The public attitude toward synthetic biology is one of the most
important aspects, influencing its future development by determining
the social acceptance, commercial application and funding.
For this reason, the psychological part of the human practice project
of the Heidelberg team 2010 focused in proving the relationship
between people’s knowledge of synthetic biology and its acceptance. To
prove this relationship we invited 71 participants and divided them
into three groups which got different kind of knowledge. Afterward,
the participants had to fill in a questionnaire referring their
acceptance.
The philosophical part considers the problem of public acceptance and
perception of synthetic biology from a more general point of view: the
question is, if, with the actual terms currently used in synthetic
biology, a critical public discussion could even be possible. To
consider this question some central terms like “artificial cell” or
“living machine” were analyzed, which are semantically paradox itself:
how can something be alive and dead at the same time? How is it
possible to have something, invented by humans and at the same time
developed evolutionary?
The human practice team considered not only the problematically
relationship between society and synthetic biology in general it also
focused on the competition itself.
We tried to answer the questions if animal experiments (like they were
conducted by our team) were ethically justified, if in general, these
testing were acceptable for a collegiate field of research like iGEM
and if the competition can handle the responsibility that comes along
with such experiments.
But why is the analysis of all this (knowledge, terms, and animal
testing) necessary?

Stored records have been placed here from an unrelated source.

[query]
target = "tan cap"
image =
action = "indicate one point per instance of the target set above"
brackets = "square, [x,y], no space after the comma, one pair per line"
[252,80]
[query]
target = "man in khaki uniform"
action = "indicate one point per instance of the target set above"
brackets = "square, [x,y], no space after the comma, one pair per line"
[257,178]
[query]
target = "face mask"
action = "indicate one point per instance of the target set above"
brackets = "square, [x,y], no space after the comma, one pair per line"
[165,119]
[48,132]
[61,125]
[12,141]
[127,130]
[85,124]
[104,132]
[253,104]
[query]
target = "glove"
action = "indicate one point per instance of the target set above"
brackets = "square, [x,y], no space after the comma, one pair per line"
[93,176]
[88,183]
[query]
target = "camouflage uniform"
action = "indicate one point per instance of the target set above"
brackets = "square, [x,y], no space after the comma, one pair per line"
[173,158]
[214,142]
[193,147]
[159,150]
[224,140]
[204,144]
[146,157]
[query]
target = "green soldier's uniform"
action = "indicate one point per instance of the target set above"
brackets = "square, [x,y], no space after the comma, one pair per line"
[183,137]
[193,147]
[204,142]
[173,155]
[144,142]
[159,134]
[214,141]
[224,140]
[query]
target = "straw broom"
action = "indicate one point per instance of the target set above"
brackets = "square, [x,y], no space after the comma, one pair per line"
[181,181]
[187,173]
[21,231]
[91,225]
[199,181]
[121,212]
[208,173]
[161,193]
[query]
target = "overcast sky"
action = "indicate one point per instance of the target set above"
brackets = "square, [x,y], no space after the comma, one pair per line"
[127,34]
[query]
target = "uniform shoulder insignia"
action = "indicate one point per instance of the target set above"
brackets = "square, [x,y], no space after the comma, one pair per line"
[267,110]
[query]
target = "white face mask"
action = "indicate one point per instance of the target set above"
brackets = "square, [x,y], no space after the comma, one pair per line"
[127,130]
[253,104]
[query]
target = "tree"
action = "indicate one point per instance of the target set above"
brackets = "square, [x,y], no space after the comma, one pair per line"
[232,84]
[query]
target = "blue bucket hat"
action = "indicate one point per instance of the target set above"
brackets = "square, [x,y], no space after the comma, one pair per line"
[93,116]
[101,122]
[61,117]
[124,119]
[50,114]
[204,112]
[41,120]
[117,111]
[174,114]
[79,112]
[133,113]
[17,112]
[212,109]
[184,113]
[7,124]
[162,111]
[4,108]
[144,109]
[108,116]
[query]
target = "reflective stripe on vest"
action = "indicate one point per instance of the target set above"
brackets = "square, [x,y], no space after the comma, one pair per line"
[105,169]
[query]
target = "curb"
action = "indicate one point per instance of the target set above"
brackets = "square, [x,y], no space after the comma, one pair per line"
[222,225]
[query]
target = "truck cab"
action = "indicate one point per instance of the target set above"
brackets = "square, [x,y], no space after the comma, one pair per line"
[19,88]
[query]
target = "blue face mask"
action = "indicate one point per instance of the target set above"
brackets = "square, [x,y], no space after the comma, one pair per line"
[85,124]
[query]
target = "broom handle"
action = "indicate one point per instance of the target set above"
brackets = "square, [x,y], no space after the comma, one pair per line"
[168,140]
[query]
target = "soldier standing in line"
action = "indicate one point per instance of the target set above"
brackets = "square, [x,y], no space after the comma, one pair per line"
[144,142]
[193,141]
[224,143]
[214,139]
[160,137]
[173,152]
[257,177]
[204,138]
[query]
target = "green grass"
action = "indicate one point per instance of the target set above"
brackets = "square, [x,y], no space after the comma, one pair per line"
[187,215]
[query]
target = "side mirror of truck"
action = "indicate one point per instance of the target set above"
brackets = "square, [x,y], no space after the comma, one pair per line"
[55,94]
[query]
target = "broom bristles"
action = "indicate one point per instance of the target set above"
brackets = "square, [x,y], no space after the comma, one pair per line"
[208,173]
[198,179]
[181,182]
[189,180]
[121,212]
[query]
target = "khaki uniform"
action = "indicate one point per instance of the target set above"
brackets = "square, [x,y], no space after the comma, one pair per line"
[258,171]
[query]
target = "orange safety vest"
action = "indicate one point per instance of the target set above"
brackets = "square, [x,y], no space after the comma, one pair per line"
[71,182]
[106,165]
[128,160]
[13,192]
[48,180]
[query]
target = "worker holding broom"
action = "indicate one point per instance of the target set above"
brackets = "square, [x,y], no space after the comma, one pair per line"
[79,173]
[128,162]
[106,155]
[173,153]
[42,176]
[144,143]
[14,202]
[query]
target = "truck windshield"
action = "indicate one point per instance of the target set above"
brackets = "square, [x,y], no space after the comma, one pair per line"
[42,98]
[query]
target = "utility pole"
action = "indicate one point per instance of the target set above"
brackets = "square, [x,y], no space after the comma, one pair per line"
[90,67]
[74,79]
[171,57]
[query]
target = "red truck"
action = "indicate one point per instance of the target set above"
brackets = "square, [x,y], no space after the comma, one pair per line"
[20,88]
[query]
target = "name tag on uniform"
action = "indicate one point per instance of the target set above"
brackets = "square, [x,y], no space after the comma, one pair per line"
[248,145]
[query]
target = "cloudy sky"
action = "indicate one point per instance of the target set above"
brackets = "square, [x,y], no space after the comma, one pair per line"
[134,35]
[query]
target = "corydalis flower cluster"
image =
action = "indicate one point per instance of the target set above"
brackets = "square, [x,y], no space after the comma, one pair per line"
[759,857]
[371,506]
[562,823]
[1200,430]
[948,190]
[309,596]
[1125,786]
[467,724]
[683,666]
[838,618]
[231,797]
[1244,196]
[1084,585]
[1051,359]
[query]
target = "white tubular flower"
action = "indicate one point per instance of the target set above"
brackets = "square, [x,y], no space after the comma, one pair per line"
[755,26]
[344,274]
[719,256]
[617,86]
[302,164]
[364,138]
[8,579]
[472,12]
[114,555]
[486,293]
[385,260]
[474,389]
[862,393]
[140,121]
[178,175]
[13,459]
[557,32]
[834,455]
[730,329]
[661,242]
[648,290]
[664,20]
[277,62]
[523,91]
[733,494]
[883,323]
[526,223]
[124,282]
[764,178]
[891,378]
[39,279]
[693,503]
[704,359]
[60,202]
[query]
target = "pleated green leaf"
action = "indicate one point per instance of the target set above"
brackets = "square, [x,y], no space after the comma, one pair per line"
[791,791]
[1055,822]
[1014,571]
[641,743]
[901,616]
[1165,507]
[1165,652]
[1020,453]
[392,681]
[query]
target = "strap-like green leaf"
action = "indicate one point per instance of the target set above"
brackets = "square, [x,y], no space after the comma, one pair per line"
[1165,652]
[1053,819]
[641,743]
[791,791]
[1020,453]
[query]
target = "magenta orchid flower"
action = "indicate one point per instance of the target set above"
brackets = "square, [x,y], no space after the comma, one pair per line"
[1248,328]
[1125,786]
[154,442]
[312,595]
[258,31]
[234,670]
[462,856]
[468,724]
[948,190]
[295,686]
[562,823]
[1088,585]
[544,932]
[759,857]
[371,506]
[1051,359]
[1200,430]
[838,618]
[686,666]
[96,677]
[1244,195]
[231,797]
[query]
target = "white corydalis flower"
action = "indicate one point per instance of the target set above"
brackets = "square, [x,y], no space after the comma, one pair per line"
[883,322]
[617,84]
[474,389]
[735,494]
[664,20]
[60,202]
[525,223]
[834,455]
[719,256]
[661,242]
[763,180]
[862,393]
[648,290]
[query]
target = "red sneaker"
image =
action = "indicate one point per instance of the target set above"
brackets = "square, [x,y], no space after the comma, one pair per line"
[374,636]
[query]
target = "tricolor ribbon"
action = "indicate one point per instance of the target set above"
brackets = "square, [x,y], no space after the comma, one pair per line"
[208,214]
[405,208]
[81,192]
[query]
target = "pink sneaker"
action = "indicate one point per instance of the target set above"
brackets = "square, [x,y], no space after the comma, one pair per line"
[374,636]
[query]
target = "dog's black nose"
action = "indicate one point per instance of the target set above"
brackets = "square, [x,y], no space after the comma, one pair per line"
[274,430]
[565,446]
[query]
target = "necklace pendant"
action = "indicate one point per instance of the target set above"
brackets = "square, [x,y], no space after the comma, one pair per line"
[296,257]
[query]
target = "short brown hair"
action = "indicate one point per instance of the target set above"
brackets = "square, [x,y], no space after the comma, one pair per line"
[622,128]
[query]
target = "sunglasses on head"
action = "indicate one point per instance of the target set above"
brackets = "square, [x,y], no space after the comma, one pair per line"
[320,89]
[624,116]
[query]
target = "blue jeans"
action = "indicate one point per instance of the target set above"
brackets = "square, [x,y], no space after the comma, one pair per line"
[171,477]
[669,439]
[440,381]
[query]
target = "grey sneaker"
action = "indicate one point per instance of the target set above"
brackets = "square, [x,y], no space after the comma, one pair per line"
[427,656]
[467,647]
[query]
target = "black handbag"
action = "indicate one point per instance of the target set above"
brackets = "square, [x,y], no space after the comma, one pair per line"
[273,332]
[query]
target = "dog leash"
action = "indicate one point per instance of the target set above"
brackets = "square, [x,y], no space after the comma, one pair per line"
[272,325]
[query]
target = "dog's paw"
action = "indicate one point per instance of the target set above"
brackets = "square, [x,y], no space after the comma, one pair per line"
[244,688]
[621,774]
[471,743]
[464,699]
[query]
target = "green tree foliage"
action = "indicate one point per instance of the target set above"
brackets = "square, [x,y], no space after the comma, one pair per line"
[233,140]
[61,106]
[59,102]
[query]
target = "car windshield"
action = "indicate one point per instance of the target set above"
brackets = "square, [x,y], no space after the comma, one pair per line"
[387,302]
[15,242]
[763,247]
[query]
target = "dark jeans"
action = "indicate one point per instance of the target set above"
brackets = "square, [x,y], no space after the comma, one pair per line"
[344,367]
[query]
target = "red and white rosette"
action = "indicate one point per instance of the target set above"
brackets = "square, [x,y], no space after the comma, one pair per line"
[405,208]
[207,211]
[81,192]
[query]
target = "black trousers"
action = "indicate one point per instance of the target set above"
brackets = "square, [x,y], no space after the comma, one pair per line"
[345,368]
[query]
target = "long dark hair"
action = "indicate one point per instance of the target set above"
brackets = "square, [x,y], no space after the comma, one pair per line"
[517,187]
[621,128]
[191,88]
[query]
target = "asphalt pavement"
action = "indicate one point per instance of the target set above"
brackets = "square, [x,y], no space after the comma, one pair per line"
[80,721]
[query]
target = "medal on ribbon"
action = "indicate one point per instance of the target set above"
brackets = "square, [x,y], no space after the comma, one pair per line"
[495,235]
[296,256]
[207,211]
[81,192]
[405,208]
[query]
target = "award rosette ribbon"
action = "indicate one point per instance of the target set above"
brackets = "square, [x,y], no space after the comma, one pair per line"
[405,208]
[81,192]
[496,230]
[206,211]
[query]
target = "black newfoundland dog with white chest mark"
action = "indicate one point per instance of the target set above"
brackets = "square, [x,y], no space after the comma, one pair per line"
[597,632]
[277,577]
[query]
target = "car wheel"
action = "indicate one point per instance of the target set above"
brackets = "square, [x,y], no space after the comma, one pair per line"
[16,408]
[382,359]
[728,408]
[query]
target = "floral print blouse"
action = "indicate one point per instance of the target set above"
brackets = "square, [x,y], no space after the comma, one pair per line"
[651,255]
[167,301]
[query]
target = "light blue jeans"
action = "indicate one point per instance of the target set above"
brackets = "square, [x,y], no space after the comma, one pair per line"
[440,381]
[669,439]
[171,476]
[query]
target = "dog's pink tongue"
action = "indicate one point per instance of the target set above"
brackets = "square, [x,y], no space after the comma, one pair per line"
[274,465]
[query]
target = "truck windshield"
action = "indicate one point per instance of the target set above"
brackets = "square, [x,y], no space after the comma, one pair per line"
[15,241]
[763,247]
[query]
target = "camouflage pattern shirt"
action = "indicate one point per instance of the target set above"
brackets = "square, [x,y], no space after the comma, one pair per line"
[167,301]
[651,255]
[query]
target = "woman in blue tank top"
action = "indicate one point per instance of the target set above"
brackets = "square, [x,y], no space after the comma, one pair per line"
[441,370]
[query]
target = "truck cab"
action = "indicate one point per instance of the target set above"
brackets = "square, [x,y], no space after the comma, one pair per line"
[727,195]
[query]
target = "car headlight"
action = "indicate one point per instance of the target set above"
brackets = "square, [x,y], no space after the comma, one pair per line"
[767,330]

There have been made lots of surveys by past iGEM
teams and almost uncountable ethical reflections. So, what is the
difference to our project this year? Well, never before had a team
invited two neutral experts, studying psychology and philosophy, to
work on their human practice project. Furthermore, the past surveys were
neither representative nor methodically correct and with this have no
explanatory power. The ethical considerations were superficially and
mostly limited to questions of security and safety which are commonly
clarified. Thus, the difference will be an appropriate methodical approach
that is based in the social and empirical sciences.